Grrr at stupid bikes

joelsim
joelsim Posts: 7,552
edited April 2014 in Workshop
Just spent an hour trying to change bloody disc pads on my bike. The bloke on YouTube did it in about a minute and a half. I have now given up as I'm going to break something, or throw the stupid damn bike out of the window.

Put the new pads on after pushing the pistons into the caliper and they just come back out again so that there is no space between the pads so I can't get the disc in. Grrr.

Comments

  • lpretro1
    lpretro1 Posts: 237
    Prob too much fluid in system. Let a little out and they will be fine
  • joelsim
    joelsim Posts: 7,552
    Fixed. By tapping a flat screwdriver in between the pads and leaving it for a few minutes, then getting the wheel nearly in position before removing the screwdriver.

    Unorthodox, and wrong, but having just taken it for a spin, all seems well!
  • crankycrank
    crankycrank Posts: 1,830
    lpretro1 wrote:
    Prob too much fluid in system. Let a little out and they will be fine
    ^^^This. And you may end up with some brake drag if you don't let out some fluid. The drag can also create plenty of heat which on a long downhill could lock up your wheel due to the expansion of the parts and no way for the pistons to retract.
  • joelsim
    joelsim Posts: 7,552
    But why would it have too much fluid in the system? None has ever been added to my knowledge since I bought it, and this was the first, albeit very overdue, brake pad change after many thousands of miles.
  • homers_double
    homers_double Posts: 8,279
    Sorry but you're all wrong, the reservoirs will compensate for pad wear, just force the pistons back into the caliper, fit new pads and bed them in.

    If they're sticking then hold one side in (used the old pad though) with a flat bladed screwdriver and pump the lever to push the opposite side out a tad. Push it back and repeat a few times.

    Do the same for the other pad as the fluid lubricates the seals.
    Advocate of disc brakes.
  • joelsim
    joelsim Posts: 7,552
    After 24 hours of sitting the pads are now completely dragging on the disc. Bike shop here I come.
  • joelsim
    joelsim Posts: 7,552
    My LBS has suggested that Avid Elixirs are known to be problematic and that I could consider swapping to Shimano XT which will be about £110 fitted.

    Worth it?
  • homers_double
    homers_double Posts: 8,279
    Avids are good brakes however they are a bastard to bleed (you need to do it in a vacume I think).

    XT's are the best brakes I've owned and even though I'm now running XTR's I still prefere the feel of the XT's.

    I'd still go with my lubricating tip, I do every time I remove any pads.
    Advocate of disc brakes.
  • joelsim
    joelsim Posts: 7,552
    OK I will try to give this a go.

    The problem I had is that initially, even though I had pushed them back in, there was no gap to get the rotor through. So I then pretty much forced them back in by hammering the screwdriver in between them.

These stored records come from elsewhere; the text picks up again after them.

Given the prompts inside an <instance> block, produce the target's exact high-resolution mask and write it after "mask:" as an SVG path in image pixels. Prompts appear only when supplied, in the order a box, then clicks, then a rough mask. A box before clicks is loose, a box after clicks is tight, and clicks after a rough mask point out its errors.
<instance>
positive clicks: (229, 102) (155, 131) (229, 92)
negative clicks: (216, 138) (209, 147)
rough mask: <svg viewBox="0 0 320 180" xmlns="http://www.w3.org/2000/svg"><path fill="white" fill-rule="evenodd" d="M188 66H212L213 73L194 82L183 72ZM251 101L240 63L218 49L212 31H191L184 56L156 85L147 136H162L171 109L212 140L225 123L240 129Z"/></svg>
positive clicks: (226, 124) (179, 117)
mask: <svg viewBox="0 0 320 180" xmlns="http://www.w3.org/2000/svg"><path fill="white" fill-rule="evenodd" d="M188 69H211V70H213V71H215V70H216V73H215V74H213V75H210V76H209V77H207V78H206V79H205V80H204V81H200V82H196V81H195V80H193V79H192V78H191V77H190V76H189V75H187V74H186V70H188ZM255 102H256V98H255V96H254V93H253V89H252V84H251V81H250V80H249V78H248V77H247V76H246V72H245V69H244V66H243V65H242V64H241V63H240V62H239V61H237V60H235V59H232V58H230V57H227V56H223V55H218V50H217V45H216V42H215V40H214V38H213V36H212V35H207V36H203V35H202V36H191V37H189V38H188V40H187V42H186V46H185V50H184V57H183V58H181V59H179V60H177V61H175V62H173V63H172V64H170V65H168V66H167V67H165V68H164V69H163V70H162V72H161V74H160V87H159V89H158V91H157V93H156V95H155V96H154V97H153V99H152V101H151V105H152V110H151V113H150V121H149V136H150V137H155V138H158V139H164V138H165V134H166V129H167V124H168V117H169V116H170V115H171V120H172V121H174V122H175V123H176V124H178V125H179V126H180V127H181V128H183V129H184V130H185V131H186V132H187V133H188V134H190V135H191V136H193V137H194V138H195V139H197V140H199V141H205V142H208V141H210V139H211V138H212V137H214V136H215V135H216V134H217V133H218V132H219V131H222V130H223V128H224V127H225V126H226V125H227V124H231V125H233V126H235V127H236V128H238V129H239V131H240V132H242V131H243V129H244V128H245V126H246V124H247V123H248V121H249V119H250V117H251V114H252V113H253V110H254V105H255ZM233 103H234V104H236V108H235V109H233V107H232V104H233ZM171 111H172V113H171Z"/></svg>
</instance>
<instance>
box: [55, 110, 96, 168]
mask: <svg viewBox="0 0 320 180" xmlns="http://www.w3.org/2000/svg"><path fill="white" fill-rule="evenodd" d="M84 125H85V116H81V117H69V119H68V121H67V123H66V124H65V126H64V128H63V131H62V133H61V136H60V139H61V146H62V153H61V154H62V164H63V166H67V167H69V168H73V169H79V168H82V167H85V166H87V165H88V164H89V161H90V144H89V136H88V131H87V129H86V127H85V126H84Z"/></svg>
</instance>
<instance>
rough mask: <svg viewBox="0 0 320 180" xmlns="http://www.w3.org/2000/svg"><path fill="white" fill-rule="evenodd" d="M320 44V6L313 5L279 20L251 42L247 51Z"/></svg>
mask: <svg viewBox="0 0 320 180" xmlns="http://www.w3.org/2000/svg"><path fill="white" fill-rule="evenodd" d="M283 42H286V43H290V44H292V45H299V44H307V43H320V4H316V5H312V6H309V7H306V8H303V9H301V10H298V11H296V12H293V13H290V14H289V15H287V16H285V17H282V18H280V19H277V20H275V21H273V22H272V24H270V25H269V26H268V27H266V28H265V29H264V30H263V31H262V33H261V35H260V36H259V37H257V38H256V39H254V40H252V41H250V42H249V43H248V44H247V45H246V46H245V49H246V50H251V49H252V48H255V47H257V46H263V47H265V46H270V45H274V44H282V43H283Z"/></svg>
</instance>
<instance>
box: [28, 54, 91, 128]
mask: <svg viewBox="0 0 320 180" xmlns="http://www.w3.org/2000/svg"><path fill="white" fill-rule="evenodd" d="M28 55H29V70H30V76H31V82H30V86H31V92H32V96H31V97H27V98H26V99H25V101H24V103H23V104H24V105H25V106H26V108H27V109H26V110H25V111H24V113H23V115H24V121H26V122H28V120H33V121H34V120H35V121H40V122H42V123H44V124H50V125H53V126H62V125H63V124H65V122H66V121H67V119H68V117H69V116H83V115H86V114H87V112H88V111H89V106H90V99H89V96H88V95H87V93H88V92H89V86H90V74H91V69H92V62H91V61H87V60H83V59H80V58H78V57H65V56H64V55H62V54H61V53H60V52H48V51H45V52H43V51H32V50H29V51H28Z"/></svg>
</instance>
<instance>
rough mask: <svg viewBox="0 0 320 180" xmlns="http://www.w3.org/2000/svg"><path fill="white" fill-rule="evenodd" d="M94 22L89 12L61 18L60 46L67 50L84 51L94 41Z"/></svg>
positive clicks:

    Took the bike for a spin and all fine and dandy. Thought it was done.

    Then the next morning, the pads are now touching the rotor on both sides again so the back wheel hardly turns.
  • napoleond
    napoleond Posts: 5,992
    Bike shop in 'advising someone to spend money' shock!
    Insta: ATEnduranceCoaching
    ABCC Cycling Coach
  • crankycrank
    crankycrank Posts: 1,830
    Brake fluid breaks down and the system can accumulate air over time which takes up more space in the lines and not leave enough room for the pistons to retract. Did your brakes have a spongy feel with the original pads or was it solid at the lever? If it wasn't solid then your system needs bleeding and fresh fluid which may solve your problem. Push the pistons all the way in before adding new fluid and make sure you have no air trapped in the lines. The piston seals also have an internal lip which retracts the piston away from the rotor when the lever is released. Sometimes these can get jostled out of place such as when installing new pads which causes the piston to not retract or may even push the piston out but can usually be re-set by just pushing the piston in all the way in without any fluid in the caliper.
  • joelsim
    joelsim Posts: 7,552
    There wasn't as much travel on the lever over the last couple of weeks for sure on the affected brake. And when removed the pads were worn down to be almost non existent.

    If I pumped the brake a couple of time then the levers seemed to be ok again and normal.
  • southdownswolf
    southdownswolf Posts: 1,525
    I started to have similar problems with my Elixir CR's, so I bled them with a kit from Epic and they seem to be fine now. Maybe worth a try for £15 instead of spending £100+ on new brakes that you really should not need.

    http://www.epicbleedsolutions.com/produ ... plete-kit/

    The hardest part was getting the piston COMPLETELY back in....

    And here is a video of how to do it...

    http://www.pinkbike.com/news/tech-tuesd ... -2010.html
  • joelsim
    joelsim Posts: 7,552
    Funnily enough I bought one of those the other day! Going to try that first.
  • joelsim
    joelsim Posts: 7,552
    Oh well. Pistons buggered on the rear so a new set of Shimano XT.

    New brakes all round and £210 lighter of wallet.